Re: graphs slid around with subtraction

Another proof about g(x,y)=0 qualified for shifting rule

first about f(x)=y
f(x[sub]0[/sub])=y[sub]0[/sub]
then f(?-a)=y[sub]0[/sub]
The question here may seem to be solving an equation out. But not so.
First, x[sub]0[/sub]+a is qualified,
for f(x[sub]0[/sub]+a-a)=y[sub]0[/sub]
Second, every x satisfying f(x)=y[sub]0[/sub] can be grouped into {x[sub]i[/sub]}
then for each i, or each x[sub]i[/sub]
f(x[sub]i[/sub]+a-a)=y[sub]0[/sub]
here we proved x[sub]i[/sub]+a are qualified solutions for f(x-a)=y[sub]0[/sub], but are they all solutions?

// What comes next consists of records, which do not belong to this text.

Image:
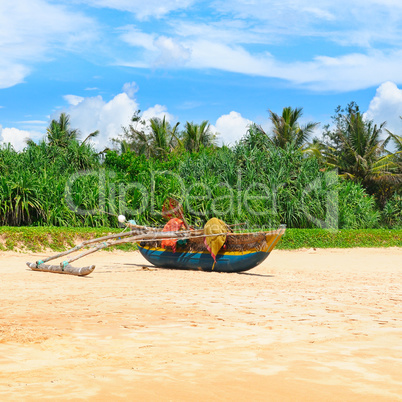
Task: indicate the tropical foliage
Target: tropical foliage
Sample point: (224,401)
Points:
(264,179)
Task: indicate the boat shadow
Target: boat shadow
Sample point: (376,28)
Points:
(253,274)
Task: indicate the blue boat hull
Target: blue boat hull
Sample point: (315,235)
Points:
(225,261)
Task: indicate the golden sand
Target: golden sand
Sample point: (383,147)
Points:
(305,325)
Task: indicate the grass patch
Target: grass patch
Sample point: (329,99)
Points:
(38,239)
(347,238)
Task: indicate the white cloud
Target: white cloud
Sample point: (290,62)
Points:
(231,127)
(171,52)
(130,88)
(30,29)
(17,138)
(141,9)
(158,111)
(387,106)
(94,113)
(73,99)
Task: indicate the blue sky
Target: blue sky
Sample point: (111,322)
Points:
(226,62)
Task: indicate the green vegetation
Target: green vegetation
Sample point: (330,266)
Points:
(41,239)
(265,179)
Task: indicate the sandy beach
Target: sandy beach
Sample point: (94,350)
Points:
(306,325)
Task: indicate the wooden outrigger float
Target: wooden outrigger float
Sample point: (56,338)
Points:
(241,252)
(193,249)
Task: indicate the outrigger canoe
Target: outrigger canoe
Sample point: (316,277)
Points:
(241,252)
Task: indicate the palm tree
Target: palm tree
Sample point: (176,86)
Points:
(59,133)
(287,129)
(196,136)
(356,149)
(163,138)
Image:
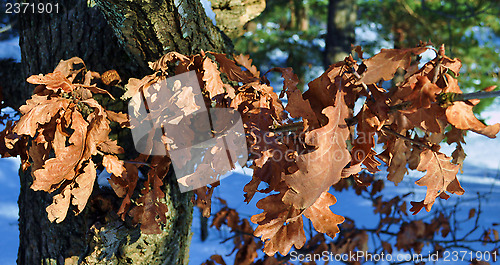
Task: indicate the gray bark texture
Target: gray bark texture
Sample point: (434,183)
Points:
(342,15)
(120,35)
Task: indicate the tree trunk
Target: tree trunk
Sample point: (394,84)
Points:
(138,32)
(342,15)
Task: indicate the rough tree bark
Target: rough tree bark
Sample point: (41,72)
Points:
(121,35)
(342,15)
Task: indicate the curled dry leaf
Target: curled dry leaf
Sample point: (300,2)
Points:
(385,64)
(113,165)
(322,167)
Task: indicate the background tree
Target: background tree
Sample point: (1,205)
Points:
(138,51)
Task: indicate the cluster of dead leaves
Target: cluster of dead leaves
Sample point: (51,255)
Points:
(299,166)
(60,129)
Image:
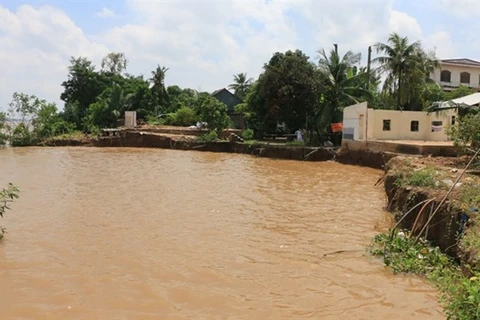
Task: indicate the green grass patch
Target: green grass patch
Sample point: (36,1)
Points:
(76,135)
(427,177)
(459,294)
(208,137)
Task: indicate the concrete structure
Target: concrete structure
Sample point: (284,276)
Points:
(470,101)
(361,123)
(455,72)
(130,119)
(230,100)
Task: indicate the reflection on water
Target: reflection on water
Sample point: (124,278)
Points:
(161,234)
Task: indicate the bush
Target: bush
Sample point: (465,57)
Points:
(426,177)
(184,117)
(459,294)
(7,196)
(248,134)
(22,136)
(209,137)
(466,132)
(214,113)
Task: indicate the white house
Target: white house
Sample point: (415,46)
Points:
(361,123)
(455,72)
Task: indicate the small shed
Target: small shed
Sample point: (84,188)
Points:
(230,100)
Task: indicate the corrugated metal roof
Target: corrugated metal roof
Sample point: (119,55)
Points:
(462,61)
(470,100)
(467,101)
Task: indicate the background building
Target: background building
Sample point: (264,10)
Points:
(455,72)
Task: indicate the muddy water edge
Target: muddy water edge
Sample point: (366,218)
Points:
(125,233)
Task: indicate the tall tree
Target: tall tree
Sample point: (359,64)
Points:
(158,86)
(407,67)
(343,83)
(287,92)
(115,62)
(81,89)
(108,108)
(241,84)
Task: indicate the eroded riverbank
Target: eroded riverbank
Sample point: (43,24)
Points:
(142,233)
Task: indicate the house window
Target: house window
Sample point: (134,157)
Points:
(445,76)
(465,77)
(386,125)
(437,126)
(414,126)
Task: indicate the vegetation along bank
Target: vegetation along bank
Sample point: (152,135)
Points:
(437,236)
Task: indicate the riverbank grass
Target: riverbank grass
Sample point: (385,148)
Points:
(459,294)
(7,196)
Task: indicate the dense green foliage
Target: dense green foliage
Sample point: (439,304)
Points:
(7,196)
(460,294)
(467,132)
(292,92)
(407,67)
(241,85)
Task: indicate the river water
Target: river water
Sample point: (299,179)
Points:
(162,234)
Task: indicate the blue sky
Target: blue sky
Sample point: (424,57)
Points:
(203,43)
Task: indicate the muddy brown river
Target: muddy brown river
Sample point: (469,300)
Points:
(162,234)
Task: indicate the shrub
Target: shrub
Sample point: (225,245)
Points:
(425,177)
(248,134)
(466,132)
(459,294)
(214,113)
(184,116)
(209,137)
(7,196)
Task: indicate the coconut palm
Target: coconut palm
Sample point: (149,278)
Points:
(158,85)
(241,85)
(343,84)
(407,68)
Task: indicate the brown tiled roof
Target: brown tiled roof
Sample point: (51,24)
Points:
(462,61)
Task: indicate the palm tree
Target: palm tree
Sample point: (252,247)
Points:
(343,84)
(158,85)
(407,67)
(241,85)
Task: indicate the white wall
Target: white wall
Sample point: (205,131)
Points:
(455,75)
(351,121)
(400,125)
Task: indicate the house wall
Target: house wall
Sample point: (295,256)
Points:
(400,125)
(455,76)
(228,99)
(354,123)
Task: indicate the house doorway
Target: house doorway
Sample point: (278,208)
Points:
(361,127)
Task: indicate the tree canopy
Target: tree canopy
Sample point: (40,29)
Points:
(292,92)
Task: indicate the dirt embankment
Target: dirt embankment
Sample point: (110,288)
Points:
(416,186)
(182,142)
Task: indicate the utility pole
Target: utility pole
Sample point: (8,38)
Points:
(369,60)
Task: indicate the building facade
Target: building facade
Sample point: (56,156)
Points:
(455,72)
(361,123)
(231,100)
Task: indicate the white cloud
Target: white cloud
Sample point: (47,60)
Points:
(37,44)
(203,44)
(442,43)
(105,13)
(460,8)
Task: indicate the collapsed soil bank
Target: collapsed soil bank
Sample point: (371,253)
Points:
(453,219)
(145,140)
(443,230)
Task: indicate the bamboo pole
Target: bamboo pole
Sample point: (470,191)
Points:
(447,194)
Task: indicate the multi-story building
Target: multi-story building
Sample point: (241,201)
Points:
(455,72)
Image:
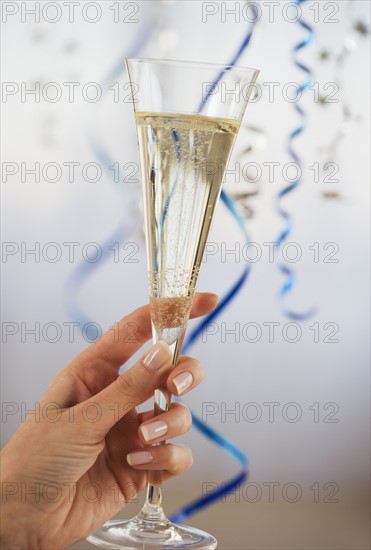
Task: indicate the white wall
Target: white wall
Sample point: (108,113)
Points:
(237,373)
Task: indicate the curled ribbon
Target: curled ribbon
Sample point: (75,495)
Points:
(82,272)
(284,268)
(219,440)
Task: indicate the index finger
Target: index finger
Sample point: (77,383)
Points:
(117,345)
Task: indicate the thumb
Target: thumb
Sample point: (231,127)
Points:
(132,388)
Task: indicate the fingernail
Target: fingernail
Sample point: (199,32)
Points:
(213,295)
(158,355)
(153,430)
(183,381)
(141,457)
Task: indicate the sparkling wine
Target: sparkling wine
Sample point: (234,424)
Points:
(183,160)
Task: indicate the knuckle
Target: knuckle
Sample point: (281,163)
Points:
(127,384)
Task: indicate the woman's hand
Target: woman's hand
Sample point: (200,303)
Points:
(85,451)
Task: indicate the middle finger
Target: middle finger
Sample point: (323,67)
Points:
(176,421)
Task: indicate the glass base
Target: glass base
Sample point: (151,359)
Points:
(144,534)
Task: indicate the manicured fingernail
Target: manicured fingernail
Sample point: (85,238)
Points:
(212,295)
(153,430)
(157,356)
(141,457)
(183,381)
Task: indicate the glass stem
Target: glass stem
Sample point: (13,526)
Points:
(152,508)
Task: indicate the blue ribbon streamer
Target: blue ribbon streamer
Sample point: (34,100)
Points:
(221,441)
(86,270)
(290,280)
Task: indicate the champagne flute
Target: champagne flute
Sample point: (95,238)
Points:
(187,117)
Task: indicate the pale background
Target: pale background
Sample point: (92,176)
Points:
(238,373)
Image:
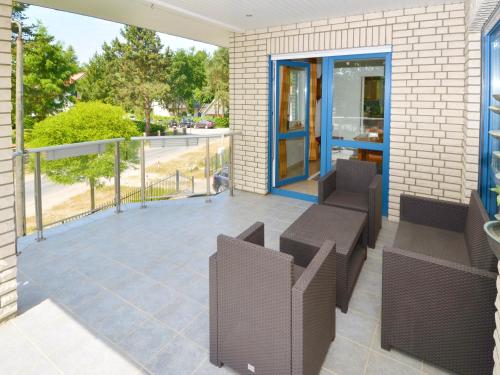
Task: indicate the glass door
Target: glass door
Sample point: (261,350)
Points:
(358,118)
(292,123)
(490,156)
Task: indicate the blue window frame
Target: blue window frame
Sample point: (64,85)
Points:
(489,120)
(326,125)
(327,141)
(303,134)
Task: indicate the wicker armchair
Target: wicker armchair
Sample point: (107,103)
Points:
(438,285)
(355,185)
(268,316)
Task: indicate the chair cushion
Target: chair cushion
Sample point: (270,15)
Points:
(349,200)
(479,249)
(297,272)
(438,243)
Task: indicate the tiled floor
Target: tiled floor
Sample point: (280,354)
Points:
(128,293)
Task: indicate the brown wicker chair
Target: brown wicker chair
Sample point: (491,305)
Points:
(438,285)
(355,185)
(268,316)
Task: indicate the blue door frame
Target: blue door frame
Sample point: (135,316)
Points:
(489,121)
(295,134)
(326,124)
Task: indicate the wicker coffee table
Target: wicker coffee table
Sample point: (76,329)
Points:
(347,228)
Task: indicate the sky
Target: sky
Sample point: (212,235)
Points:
(86,34)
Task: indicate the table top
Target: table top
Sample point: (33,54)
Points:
(320,223)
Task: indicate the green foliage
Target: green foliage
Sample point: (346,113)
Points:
(132,73)
(85,122)
(48,66)
(186,76)
(496,189)
(153,129)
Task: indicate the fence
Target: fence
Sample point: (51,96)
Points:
(153,189)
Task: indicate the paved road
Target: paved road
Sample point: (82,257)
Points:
(54,194)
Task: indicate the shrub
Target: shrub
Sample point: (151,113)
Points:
(222,122)
(89,121)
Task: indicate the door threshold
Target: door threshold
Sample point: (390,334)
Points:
(295,195)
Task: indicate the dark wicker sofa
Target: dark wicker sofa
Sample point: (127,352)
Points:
(268,316)
(438,285)
(355,185)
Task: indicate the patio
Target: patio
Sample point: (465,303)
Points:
(128,293)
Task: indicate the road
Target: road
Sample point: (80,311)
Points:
(54,194)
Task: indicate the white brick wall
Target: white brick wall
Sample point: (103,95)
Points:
(8,294)
(428,107)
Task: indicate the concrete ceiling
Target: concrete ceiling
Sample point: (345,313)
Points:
(213,21)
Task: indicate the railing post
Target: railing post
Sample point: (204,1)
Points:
(92,194)
(207,169)
(143,175)
(38,198)
(231,165)
(117,178)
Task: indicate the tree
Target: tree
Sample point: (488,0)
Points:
(218,78)
(85,122)
(186,78)
(100,80)
(48,66)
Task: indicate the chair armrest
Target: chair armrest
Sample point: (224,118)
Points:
(434,213)
(254,234)
(437,310)
(375,206)
(313,312)
(327,185)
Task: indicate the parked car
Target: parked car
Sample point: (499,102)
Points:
(205,124)
(221,180)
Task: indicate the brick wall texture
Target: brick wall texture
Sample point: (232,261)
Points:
(434,103)
(8,294)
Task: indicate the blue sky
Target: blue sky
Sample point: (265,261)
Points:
(86,34)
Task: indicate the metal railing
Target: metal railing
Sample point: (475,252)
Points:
(153,190)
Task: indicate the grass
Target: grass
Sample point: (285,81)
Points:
(80,203)
(191,163)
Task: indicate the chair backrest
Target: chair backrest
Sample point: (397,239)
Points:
(254,306)
(355,175)
(477,243)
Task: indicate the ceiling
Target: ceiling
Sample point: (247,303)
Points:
(213,21)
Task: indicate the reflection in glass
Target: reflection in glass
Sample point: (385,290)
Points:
(293,95)
(358,100)
(291,157)
(357,154)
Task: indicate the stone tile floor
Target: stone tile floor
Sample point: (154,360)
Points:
(128,293)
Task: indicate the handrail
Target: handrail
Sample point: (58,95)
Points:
(96,147)
(189,136)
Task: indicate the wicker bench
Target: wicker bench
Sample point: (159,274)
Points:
(267,315)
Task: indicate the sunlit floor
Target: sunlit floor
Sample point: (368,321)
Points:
(128,293)
(309,186)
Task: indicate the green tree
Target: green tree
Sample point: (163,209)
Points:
(186,78)
(218,78)
(85,122)
(48,66)
(101,75)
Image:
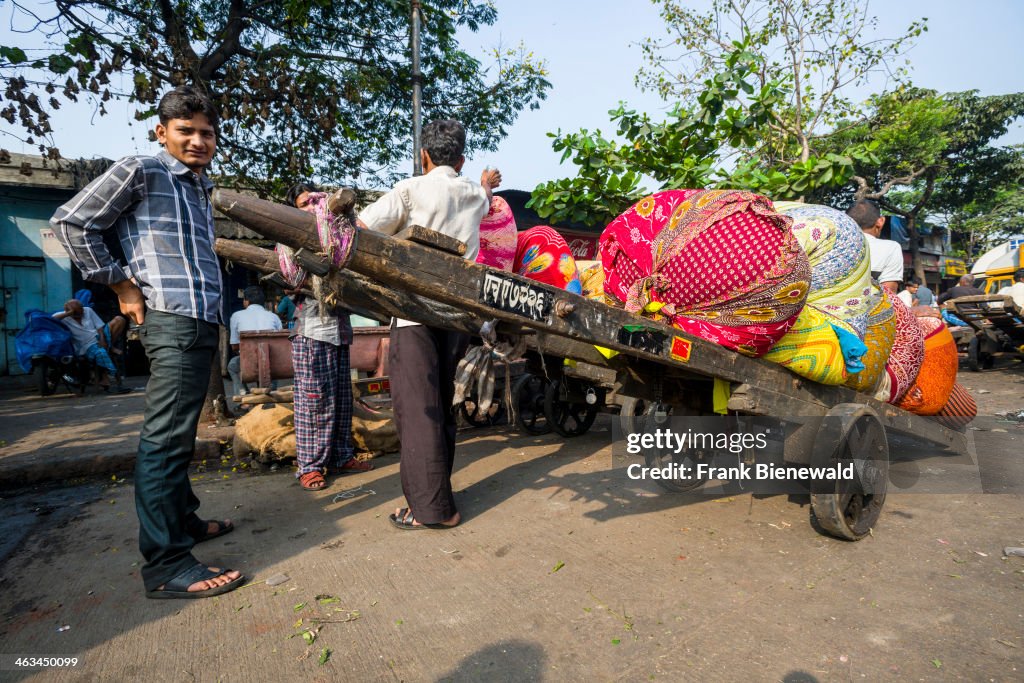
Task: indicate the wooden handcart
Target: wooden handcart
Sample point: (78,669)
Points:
(420,274)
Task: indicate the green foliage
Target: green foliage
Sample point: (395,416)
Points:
(815,50)
(304,87)
(695,146)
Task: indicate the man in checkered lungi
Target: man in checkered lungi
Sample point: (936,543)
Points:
(323,390)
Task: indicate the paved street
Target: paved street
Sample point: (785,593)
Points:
(563,570)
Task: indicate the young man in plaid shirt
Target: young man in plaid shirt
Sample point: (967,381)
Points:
(159,209)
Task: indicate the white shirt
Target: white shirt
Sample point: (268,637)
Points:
(439,201)
(1017,292)
(83,334)
(887,259)
(254,318)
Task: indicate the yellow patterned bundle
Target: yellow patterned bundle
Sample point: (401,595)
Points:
(880,337)
(841,278)
(592,279)
(811,349)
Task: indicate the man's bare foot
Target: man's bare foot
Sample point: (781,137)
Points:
(213,525)
(222,579)
(403,516)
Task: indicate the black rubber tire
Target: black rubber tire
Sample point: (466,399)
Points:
(527,396)
(495,416)
(45,380)
(973,360)
(567,418)
(849,510)
(631,415)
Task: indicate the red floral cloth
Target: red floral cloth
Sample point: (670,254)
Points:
(498,236)
(724,262)
(543,254)
(905,357)
(938,370)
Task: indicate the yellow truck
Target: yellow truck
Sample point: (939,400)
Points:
(994,269)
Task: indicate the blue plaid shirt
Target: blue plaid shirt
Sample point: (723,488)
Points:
(161,213)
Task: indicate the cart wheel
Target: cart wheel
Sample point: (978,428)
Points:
(631,415)
(494,416)
(973,349)
(46,378)
(568,418)
(656,417)
(851,434)
(527,395)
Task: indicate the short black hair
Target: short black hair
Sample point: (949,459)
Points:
(254,295)
(293,193)
(864,212)
(184,102)
(444,140)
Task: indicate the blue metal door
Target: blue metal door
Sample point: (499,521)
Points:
(22,288)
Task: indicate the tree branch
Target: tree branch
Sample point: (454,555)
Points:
(230,44)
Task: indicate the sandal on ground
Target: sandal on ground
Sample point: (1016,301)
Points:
(406,521)
(222,528)
(312,480)
(177,588)
(352,466)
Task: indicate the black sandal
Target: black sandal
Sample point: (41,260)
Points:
(178,587)
(404,519)
(222,528)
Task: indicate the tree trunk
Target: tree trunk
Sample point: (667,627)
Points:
(915,262)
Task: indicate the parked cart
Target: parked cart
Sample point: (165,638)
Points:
(421,275)
(997,326)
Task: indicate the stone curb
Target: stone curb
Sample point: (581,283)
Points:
(36,468)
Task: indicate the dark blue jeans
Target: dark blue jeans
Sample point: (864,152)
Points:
(180,351)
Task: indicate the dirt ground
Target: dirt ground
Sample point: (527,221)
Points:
(563,570)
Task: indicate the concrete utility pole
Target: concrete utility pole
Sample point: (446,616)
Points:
(417,90)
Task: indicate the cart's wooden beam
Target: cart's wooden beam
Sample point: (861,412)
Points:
(374,300)
(491,293)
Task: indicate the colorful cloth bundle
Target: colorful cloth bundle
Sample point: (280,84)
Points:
(879,339)
(905,357)
(498,236)
(543,254)
(960,409)
(841,278)
(811,349)
(720,264)
(938,371)
(592,280)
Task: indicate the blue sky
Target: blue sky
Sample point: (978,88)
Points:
(592,53)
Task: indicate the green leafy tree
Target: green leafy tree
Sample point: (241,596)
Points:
(723,139)
(759,86)
(935,155)
(304,87)
(813,51)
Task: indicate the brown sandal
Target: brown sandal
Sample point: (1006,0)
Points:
(312,480)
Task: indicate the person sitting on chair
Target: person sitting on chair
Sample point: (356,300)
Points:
(90,341)
(253,317)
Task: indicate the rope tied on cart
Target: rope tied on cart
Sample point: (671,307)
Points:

Is there a solution out of {x[sub]i[/sub]+a}? If there is one, the shifted function may have one more point at the altitude y=y[sub]0[/sub]

IF y[sub]0[/sub]=f(x) and y[sub]0[/sub]=f(x-a) has the same number of solutions, {x[sub]i[/sub]+a} is the complete solution set for f(x-a)=y[sub]0[/sub].

The assumption is what I cannot prove. But if anyone prove it, or has proved it, the proof is complete. Or to put it inanother way, now that f(x)=y can be applied by shifting rule, the assumption should be true.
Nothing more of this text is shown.